NFL’s Saints helped Catholic church amid abuse crisis, emails show
Hundreds of internal emails obtained by The Washington Post on Monday shed new light on the role New Orleans Saints executives played in helping the city’s Catholic church leaders deal with the fallout of a sex abuse crisis years ago.
In one 2018 email, sent the night before the Archdiocese of New Orleans released a list of former clergy credibly accused of sex crimes, Saints vice president of communications Greg Bensel wrote of a call with a local prosecutor that “allowed us to take certain people off the list.”
For years, Saints officials have denied allegations by lawyers for victims that team officials had input on the list of accused clergy, produced amid a sex abuse crisis that sent the archdiocese into bankruptcy proceedings.
Bensel deferred questions from The Post on Monday to the Saints’ lawyers, who did not reply with any comment.

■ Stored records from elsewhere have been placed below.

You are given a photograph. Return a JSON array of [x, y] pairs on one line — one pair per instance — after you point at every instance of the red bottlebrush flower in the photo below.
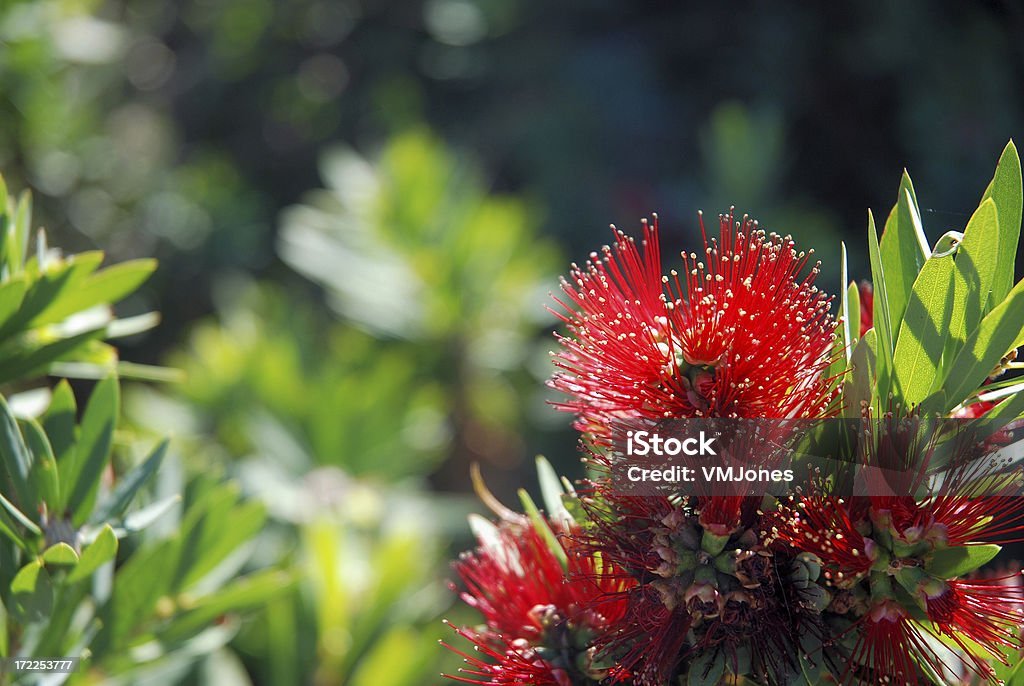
[[739, 333], [987, 612], [540, 615], [697, 591], [825, 526], [889, 648]]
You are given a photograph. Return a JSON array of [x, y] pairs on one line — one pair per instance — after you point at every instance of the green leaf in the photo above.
[[541, 524], [15, 460], [984, 348], [958, 560], [50, 287], [1009, 410], [11, 295], [1006, 190], [44, 475], [25, 362], [16, 238], [59, 554], [883, 320], [126, 489], [100, 551], [252, 591], [32, 593], [708, 669], [903, 251], [58, 422], [19, 517], [143, 580], [977, 257], [923, 333], [551, 490], [105, 287], [224, 528], [8, 526], [84, 471], [397, 658]]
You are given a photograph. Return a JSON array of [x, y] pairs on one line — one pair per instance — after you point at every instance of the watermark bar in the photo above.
[[39, 665], [891, 457]]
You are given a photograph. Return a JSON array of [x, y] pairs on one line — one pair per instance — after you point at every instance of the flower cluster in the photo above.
[[700, 588]]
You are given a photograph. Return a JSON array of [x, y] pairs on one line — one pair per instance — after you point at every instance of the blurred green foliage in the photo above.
[[184, 130], [82, 571], [332, 420]]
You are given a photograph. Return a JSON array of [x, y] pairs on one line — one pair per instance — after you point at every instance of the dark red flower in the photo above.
[[541, 615], [738, 333], [982, 612]]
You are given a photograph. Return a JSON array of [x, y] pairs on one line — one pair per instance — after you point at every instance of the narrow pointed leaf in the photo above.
[[97, 553], [924, 331], [93, 449], [126, 489], [15, 461], [984, 348], [903, 251], [884, 324], [1007, 190]]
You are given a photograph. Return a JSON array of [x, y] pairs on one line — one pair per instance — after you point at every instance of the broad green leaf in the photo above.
[[1009, 410], [860, 384], [137, 520], [84, 471], [883, 322], [32, 593], [97, 553], [1006, 190], [59, 554], [44, 475], [58, 422], [958, 560], [128, 486], [984, 348], [903, 251], [15, 460], [105, 287], [11, 295], [923, 333], [976, 260]]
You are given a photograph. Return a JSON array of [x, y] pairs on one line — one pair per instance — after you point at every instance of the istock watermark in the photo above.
[[843, 457]]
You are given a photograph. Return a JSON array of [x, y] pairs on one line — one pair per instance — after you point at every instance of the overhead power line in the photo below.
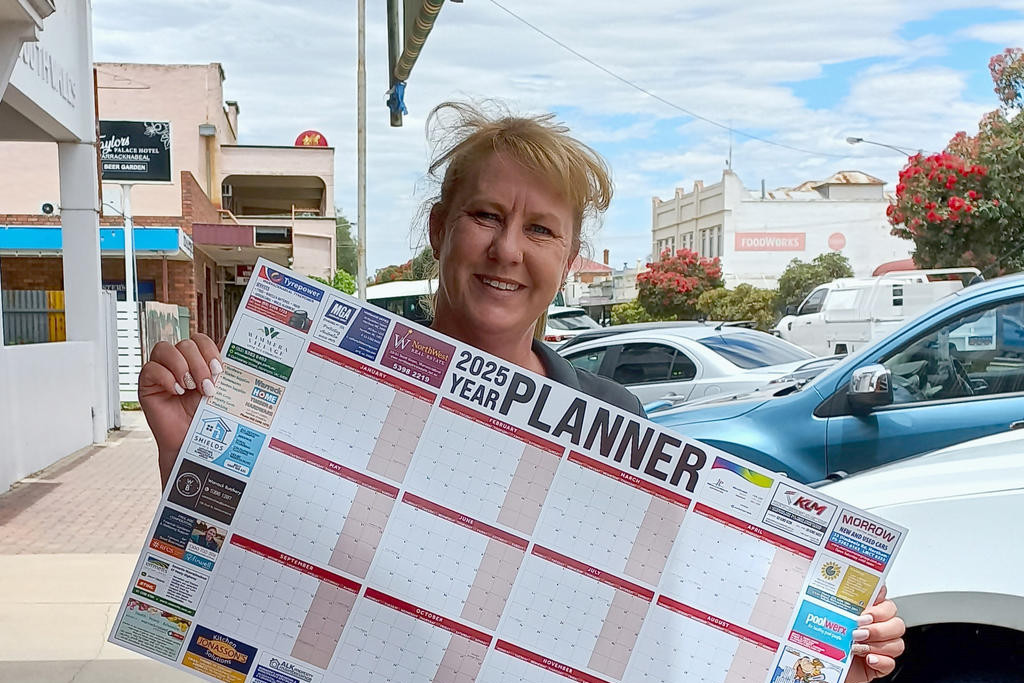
[[659, 98]]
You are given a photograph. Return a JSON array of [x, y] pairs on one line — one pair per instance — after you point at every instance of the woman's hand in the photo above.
[[878, 641], [170, 387]]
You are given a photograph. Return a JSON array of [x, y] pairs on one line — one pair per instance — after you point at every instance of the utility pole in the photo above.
[[393, 51], [360, 154]]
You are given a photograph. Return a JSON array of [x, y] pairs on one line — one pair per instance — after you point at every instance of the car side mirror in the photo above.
[[870, 386]]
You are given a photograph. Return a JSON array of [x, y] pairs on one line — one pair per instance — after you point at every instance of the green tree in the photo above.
[[965, 206], [346, 246], [423, 264], [420, 266], [743, 303], [390, 273], [341, 281], [800, 278], [631, 311], [671, 286]]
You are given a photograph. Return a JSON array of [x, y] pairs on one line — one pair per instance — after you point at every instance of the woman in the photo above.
[[505, 228]]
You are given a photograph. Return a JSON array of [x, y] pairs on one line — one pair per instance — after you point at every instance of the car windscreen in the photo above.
[[572, 322], [753, 349]]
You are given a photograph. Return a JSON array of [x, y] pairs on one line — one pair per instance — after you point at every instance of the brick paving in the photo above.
[[99, 500]]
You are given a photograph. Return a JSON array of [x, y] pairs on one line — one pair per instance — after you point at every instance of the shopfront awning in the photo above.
[[150, 242], [230, 244]]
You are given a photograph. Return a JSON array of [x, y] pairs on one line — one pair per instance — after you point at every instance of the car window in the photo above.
[[572, 322], [641, 364], [683, 368], [589, 360], [978, 353], [749, 349], [812, 303]]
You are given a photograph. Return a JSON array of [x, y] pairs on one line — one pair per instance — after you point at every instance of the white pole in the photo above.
[[1, 313], [129, 246], [360, 78]]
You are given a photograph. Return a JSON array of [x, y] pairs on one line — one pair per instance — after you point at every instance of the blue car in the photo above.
[[954, 373]]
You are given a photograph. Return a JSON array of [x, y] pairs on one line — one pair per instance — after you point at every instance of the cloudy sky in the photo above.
[[803, 75]]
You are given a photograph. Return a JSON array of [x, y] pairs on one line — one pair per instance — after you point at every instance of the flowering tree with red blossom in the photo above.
[[671, 286], [965, 206]]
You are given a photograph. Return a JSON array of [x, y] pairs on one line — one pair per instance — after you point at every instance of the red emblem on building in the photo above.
[[310, 138]]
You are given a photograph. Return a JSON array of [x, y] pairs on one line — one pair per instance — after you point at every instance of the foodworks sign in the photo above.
[[770, 241]]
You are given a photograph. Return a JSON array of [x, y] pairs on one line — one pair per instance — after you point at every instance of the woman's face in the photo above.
[[505, 247]]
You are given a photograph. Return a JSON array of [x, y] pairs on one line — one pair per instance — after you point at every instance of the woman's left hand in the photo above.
[[878, 641]]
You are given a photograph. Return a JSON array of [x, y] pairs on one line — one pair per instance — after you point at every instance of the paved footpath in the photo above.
[[69, 540]]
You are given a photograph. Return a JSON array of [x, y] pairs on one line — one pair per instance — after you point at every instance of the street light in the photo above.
[[902, 151]]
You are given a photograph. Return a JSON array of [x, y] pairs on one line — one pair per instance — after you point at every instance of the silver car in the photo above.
[[685, 361]]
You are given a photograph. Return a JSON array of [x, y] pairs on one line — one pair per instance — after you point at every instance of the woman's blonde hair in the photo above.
[[464, 135]]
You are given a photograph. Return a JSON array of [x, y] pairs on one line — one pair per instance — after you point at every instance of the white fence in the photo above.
[[129, 351]]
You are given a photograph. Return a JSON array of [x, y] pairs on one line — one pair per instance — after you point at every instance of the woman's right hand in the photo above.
[[170, 386]]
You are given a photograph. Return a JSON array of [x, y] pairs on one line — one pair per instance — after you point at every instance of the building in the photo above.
[[757, 232], [55, 398], [196, 236], [597, 287]]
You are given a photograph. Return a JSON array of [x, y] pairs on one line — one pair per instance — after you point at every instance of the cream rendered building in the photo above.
[[226, 204], [54, 398], [757, 232]]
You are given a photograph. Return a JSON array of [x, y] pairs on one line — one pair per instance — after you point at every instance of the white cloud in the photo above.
[[1008, 34], [293, 67]]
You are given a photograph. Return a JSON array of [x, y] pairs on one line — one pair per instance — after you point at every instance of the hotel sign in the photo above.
[[135, 151]]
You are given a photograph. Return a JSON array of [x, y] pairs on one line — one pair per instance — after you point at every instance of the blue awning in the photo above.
[[47, 241]]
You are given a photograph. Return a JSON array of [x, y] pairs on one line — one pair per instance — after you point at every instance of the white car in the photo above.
[[680, 363], [564, 323], [957, 580]]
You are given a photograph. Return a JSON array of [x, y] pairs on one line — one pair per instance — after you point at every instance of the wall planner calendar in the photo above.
[[366, 500]]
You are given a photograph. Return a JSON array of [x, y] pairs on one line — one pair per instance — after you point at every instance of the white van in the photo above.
[[843, 315]]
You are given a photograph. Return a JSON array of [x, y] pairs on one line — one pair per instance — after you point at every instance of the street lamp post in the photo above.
[[902, 151]]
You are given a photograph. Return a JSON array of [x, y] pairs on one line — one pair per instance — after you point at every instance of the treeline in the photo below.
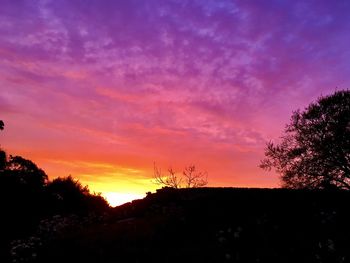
[[28, 198]]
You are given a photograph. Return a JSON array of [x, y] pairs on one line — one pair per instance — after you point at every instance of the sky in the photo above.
[[101, 90]]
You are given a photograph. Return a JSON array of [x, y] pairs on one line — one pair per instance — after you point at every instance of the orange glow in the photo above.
[[117, 198]]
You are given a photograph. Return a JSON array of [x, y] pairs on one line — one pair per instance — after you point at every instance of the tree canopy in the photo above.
[[314, 151], [192, 178]]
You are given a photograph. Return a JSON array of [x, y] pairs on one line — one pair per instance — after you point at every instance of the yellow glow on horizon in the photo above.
[[118, 198]]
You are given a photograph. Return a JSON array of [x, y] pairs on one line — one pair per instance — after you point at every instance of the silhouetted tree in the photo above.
[[191, 178], [314, 152], [194, 178], [26, 172], [170, 180], [69, 195]]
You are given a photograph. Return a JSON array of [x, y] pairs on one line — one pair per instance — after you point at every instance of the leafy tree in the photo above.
[[314, 151], [26, 172], [191, 178], [69, 195]]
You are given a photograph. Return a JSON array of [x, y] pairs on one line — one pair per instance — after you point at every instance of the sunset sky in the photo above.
[[102, 89]]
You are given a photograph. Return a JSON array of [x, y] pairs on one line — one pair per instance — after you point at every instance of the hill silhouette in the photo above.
[[214, 225]]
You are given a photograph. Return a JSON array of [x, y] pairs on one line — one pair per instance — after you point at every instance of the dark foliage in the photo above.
[[315, 150], [27, 197], [216, 225]]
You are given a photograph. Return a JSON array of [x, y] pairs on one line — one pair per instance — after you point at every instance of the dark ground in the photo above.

The emails were produced as part of litigation filed by hundreds of alleged victims of sex abuse by local Catholic priests. Lawyers for the Saints and the Archdiocese of New Orleans had successfully fought in court to keep the emails from public view. The emails were also obtained and reported earlier Monday by The Associated Press, the New York Times, and the Guardian.
In statements to those news outlets, the Saints maintained that Bensel and the team had no input on the clergy list, and that the email in question described “a conversation he was told had occurred … concerning the list.”
The prosecutor whom Bensel mentioned in the email, Leon Cannizzaro, has repeatedly denied having any input on the list. Cannizzaro did not reply to requests for comment on Monday.
The Archdiocese of New Orleans, in a statement to The Post on Monday, also denied that the team or local prosecutors had any input on the clergy list.
“The relationship between the New Orleans Saints and the Archdiocese of New Orleans in regard to the 2018 release of the list of those removed from ministry for abuse of a minor was limited to assistance in a public relations capacity. No one from the Saints organization or the New Orleans District Attorney’s Office had any role in compiling the list or had any say in adding or removing anyone from the list,” the Archdiocese said.
The bulk of the rest of the 770 pages of emails shared by Saints executives in 2018 and 2019 show the extent to which Bensel, also the top communications executive for the NBA’s New Orleans Pelicans, provided public relations guidance to church officials, including Archbishop Gregory Aymond.
Bensel helped prepare Aymond for interviews, the emails show, offered suggested edits on a letter to the editor and lobbied local news outlets for favorable coverage of Aymond and the church.
“I am writing this email not as the communications person for the Saints/Pelicans but as a parent, New Orleanian and member of the Catholic Church … I am a close friend of Archbishop Aymond and have been confidentially discussing the recent horrible issues that he and the Church are facing,” Bensel wrote to a top editor at the New Orleans Advocate newspaper in Oct. 2018.
“I am asking that YOU as the most influential newspaper in our state, please get behind him and work with him … Casting a critical eye on him is neither beneficial nor right,” Bensel wrote.
The emails began in July 2018, when Bensel shared a news story with Gayle Benson, who owns both the Saints and Pelicans. The story regarded a deacon who continued to hold a role with a New Orleans-area church until the month before, despite sexual abuse allegations dating to the 1980s.
The deacon, George Brignac, was later criminally charged with raping a 7-year-old altar boy but died while awaiting trial.
“Yes, I saw this, Archbishop is very upset. He told me last week … a mess,” wrote Benson. Like Bensel, Benson is Catholic and a friend of Archbishop Aymond.
In response, Bensel suggested to Benson he could help Aymond and the church with crisis communications.
“We have been through enough at Saints to be a help or sounding board- but I don’t want to overstep!” Bensel wrote.
“Thank you Greg, I will pass this on to him. I am certain he will appreciate it,” Benson replied.
Benson spoke at a news conference held by the Super Bowl host committee Monday in New Orleans, but she did not address the issue or take questions from reporters. She did not respond to a question on the matter shouted by a reporter as she left.
The Saints have previously characterized the public relations guidance Bensel offered as “minimal,” and emphasized that he encouraged the church to be transparent.
“Never did the Saints organization offer advice to conceal information,” the team said in 2020.
In one email, Bensel suggested the church offer a public decree of support for abuse victims that the church’s top spokeswoman found a step too far.
“Is there a benefit to saying we support a victim’s right to pursue a remedy through the courts?” Bensel wrote in Oct. 2018.
“I don’t think we want to say we ‘support’ victims going to the courts but we certainly encourage them to come forward,” replied archdiocese director of communications Sarah McDonald, who did not reply to a request for comment on Monday about this email exchange.
The trove of emails ends in July 2019, after Bensel received an email from a reporter at the New Orleans Advocate about two developments: lawyers for abuse victims had sent a subpoena to the Saints, and then a letter to NFL Commissioner Roger Goodell, seeking documents relating to communications with the archdiocese.